Ich weiß auch nichts zu schreiben, der Druck, der auf uns liegt, ist zu groß, besonders seit den Terrorangriffen. Danach, sind die Nerven ja immer erledigt. Ich hatte nur zwei Kinder bei mir, drei, darunter Klaus, waren fort.

Nach dem Angriff polterte es auf der Treppe und Klaus, den ich bei Kameraden wähnte, kam voller Eifer an. Er hatte oben gelesen, sah die Bomberwelle in ziemlicher Tiefe ankommen, sah das Abschießen der Rauchzeichen und wie sie dann die Bomben ausklinkten. Er zeigte mir hinterher die

Richtung. Es war, wo in Godesberg die Masse der Bomben gefallen war. Angst hatte er nicht gehabt. Wir desto mehr, denn es krachte fürchterlich.

Von Dir habe ich vierzehn Tage nichts mehr gehört. Das letzte war die kurze Nachricht, dass Du nach W. bei Hannover kommst. Wir kriegen augenblicklich überhaupt keine Post von draußen. Der Zugverkehr ist auch erledigt.

Lisbeth muss höchstwahrscheinlich weg. Der R.A.D. zieht alle jungen Mädchen für Flakgeschütze und so ein. Reklamationen gibt’s nicht.
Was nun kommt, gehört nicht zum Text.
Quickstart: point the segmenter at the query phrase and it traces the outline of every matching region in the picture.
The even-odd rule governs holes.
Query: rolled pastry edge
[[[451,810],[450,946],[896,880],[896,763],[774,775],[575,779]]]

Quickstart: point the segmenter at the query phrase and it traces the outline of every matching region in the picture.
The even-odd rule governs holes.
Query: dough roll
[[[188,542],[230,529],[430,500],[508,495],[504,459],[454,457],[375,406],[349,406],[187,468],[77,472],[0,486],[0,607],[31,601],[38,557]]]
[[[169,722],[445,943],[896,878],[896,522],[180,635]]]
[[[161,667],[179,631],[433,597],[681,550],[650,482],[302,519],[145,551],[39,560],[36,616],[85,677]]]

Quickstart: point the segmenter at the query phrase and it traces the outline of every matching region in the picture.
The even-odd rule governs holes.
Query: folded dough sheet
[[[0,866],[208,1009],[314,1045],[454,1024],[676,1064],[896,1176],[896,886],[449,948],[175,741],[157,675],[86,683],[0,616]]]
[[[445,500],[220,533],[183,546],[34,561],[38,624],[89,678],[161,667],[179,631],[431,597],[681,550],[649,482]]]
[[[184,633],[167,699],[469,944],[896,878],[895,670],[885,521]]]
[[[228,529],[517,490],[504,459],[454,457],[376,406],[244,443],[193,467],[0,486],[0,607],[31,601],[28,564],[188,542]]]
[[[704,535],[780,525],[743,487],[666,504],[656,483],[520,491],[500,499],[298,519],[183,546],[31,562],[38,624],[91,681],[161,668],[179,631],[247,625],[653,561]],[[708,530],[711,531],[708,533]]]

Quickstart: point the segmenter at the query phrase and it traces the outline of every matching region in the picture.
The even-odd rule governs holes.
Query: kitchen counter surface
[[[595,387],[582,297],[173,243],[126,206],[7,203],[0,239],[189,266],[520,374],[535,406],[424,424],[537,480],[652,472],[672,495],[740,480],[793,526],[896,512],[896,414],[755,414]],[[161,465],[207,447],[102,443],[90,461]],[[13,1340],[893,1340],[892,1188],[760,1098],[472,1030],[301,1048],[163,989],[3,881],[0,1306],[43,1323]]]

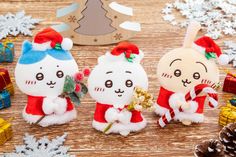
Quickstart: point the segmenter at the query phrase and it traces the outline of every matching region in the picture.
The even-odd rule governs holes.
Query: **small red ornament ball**
[[[76,73],[75,74],[75,80],[76,81],[82,81],[84,79],[84,74],[83,73]]]
[[[80,91],[81,91],[81,86],[80,86],[80,84],[76,84],[76,86],[75,86],[75,91],[76,91],[76,92],[80,92]]]
[[[84,73],[84,76],[89,76],[90,73],[91,73],[91,71],[90,71],[89,68],[85,68],[85,69],[83,70],[83,73]]]

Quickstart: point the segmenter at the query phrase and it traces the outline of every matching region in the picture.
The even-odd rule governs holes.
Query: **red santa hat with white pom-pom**
[[[36,34],[32,46],[38,51],[53,48],[67,51],[72,49],[73,42],[69,38],[63,38],[60,33],[49,27]]]
[[[194,48],[199,51],[207,59],[217,58],[219,64],[226,65],[229,63],[229,57],[225,54],[222,54],[220,47],[214,42],[213,39],[207,36],[203,36],[196,40],[194,43],[194,38],[196,37],[198,31],[201,29],[201,25],[193,21],[190,23],[187,34],[185,36],[185,41],[183,47],[185,48]]]
[[[139,48],[129,42],[119,43],[111,52],[98,58],[99,63],[107,62],[129,62],[140,63],[144,54]]]

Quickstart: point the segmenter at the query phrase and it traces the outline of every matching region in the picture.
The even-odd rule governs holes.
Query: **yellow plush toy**
[[[155,112],[166,116],[160,122],[164,126],[171,119],[179,120],[189,125],[192,122],[203,122],[203,108],[206,93],[210,97],[210,106],[217,106],[217,96],[213,88],[219,82],[219,69],[215,63],[218,58],[220,64],[228,63],[228,56],[221,53],[220,48],[209,37],[202,37],[194,42],[201,29],[197,22],[192,22],[187,30],[183,46],[166,53],[158,63],[157,77],[161,88]],[[199,86],[203,84],[203,86]],[[212,88],[211,88],[212,87]],[[186,99],[186,94],[190,98]],[[170,110],[178,113],[169,112]],[[165,124],[164,124],[165,123]]]

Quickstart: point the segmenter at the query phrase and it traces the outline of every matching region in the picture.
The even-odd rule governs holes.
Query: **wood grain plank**
[[[171,26],[162,20],[161,9],[165,3],[173,0],[117,0],[121,4],[132,6],[135,11],[135,19],[142,24],[142,32],[130,41],[139,45],[145,52],[145,59],[142,62],[148,73],[150,81],[150,92],[157,95],[160,84],[156,78],[156,65],[163,54],[169,50],[182,45],[185,30]],[[28,15],[34,18],[44,19],[33,33],[59,22],[55,18],[56,9],[69,5],[73,0],[1,0],[0,14],[7,12],[17,12],[25,10]],[[203,35],[201,32],[199,36]],[[24,40],[32,40],[32,37],[20,35],[15,42],[16,58],[14,63],[0,64],[10,71],[14,76],[14,68],[17,59],[21,53],[21,44]],[[224,37],[217,40],[217,43],[223,46],[225,40],[234,40],[233,37]],[[110,50],[114,45],[109,46],[74,46],[72,54],[75,57],[80,68],[92,68],[97,63],[97,58]],[[221,68],[221,82],[224,79],[223,67]],[[236,72],[231,66],[228,66],[232,72]],[[14,83],[15,85],[15,83]],[[16,87],[16,85],[15,85]],[[223,93],[219,90],[220,106],[224,105],[226,100],[233,95]],[[145,112],[149,124],[140,133],[131,134],[128,137],[119,135],[103,135],[95,131],[91,122],[95,109],[95,102],[87,95],[82,105],[78,107],[78,118],[73,122],[61,126],[52,126],[42,128],[27,124],[21,112],[26,104],[26,96],[16,87],[16,94],[12,97],[12,107],[0,110],[0,117],[14,117],[13,130],[14,137],[4,146],[0,146],[0,154],[11,152],[15,145],[22,144],[22,136],[28,132],[40,138],[48,136],[54,138],[68,132],[68,138],[65,145],[71,146],[70,153],[77,156],[143,156],[143,157],[166,157],[166,156],[193,156],[194,145],[202,140],[216,138],[221,127],[218,125],[219,107],[212,110],[206,107],[205,122],[185,127],[180,123],[171,123],[165,129],[157,127],[157,117],[154,113]]]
Sie werden sogar aus den Rüstungsbetrieben geholt.

Ich ginge jetzt gerne mit den Kindern weg, wüsste ich nur wohin und wie.

Wenn wir erst in Massen wegmüssen, graut mir. Ich sehe das Flüchtlingselend jetzt täglich im Päda, das gestern tausend Bonner hatte, heute die Leute aus der Eifel, morgen wieder andere und so fort. Alle Klassen sind mit Stroh ausgelegt, und darauf liegen immer wieder neue Massen. Ich meine immer, wenn Du kommen könntest, Du würdest mir doch fort-helfen,

Wann werden wir uns wiedersehen? Hoffentlich bekommst Du den Brief, der ja nicht sehr freudig klingt, aber uns hier ist das Lachen vergangen.